Des négociations avec le parlement européen pour trouver un compromis final sur ce dossier pourront s’engager dès que les eurodéputés auront, de leur côté, finalisé leur position sur ce texte. Ce devrait être le cas à l’automne, possiblement en septembre, sur la base du rapport préparé par le Luxembourgeois Christophe Hansen (Démocrate-chrétien). La République tchèque qui a repris prend la présidence tournante du Conseil de l’UE le 1er juillet dernier, a fait de cette question l’une de ses priorités.

Les organisations professionnelles du commerce de céréales (Coceral), des huiles végétales (Fediol) et de l’alimentation animale (Fefac) se sont inquiétées qu’aucun changement significatif n’a été proposé par les États membres dans leur position sur la déforestation importée pour simplifier les règles en matière de traçabilité, de coopération avec les pays tiers et de chaîne d’approvisionnement.
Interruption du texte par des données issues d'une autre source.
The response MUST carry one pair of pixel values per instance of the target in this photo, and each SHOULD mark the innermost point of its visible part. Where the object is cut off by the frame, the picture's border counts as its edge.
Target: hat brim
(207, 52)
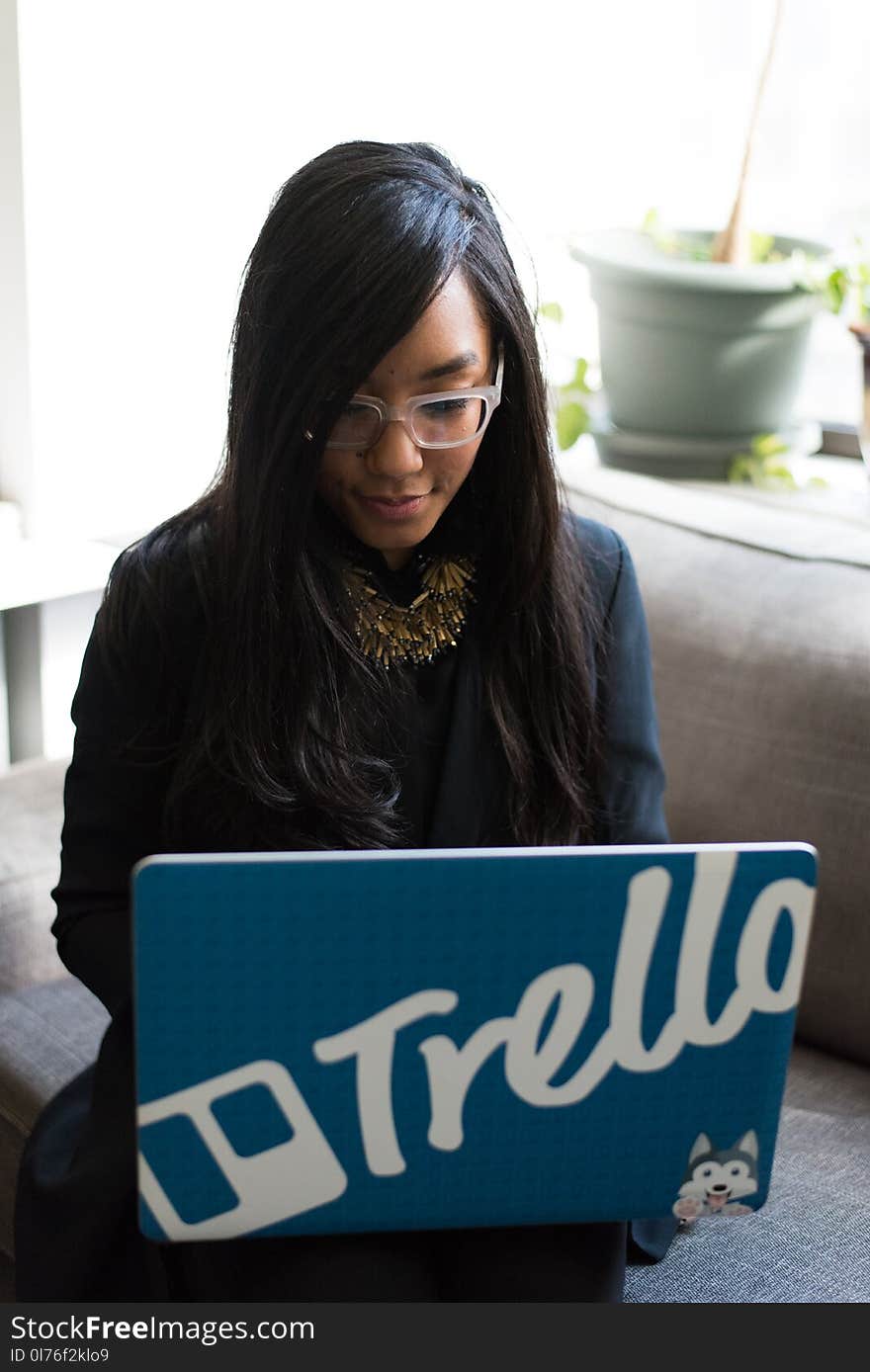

Ils déplorent en particulier que le conseil ait maintenu la proposition de la commission européenne d’exiger la traçabilité des informations sur les parcelles pour tous les volumes fournis précisant que « même si certains agriculteurs des pays producteurs peuvent se conformer à cette exigence, la collecte des données de géolocalisation des petits exploitants et des coopératives se heurte à d’importants défis techniques, logistiques, juridiques et de gouvernance ».

Inquiétudes

des importateurs

et des transformateurs

Les transformateurs et importateurs de l’UE préviennent aussi que « demander une séparation des flux de produits vérifiés et non vérifiés à tous les stades de la chaîne d’approvisionnement aura un effet de perturbation et de distorsion des échanges sur les chaînes d’approvisionnement mondiales de soja vers l’UE, tout en sapant les engagements et les efforts en matière de déforestation déjà entrepris dans les zones à haut risque ».

Cette exigence ajoutent-ils, « nécessiterait la construction de nouvelles infrastructures (silos de collecte, chaînes ou usines de trituration, chargement portuaire) à des coûts si prohibitifs que les opérateurs de la plupart des grands ports sont susceptibles de s’abstenir d’investir ».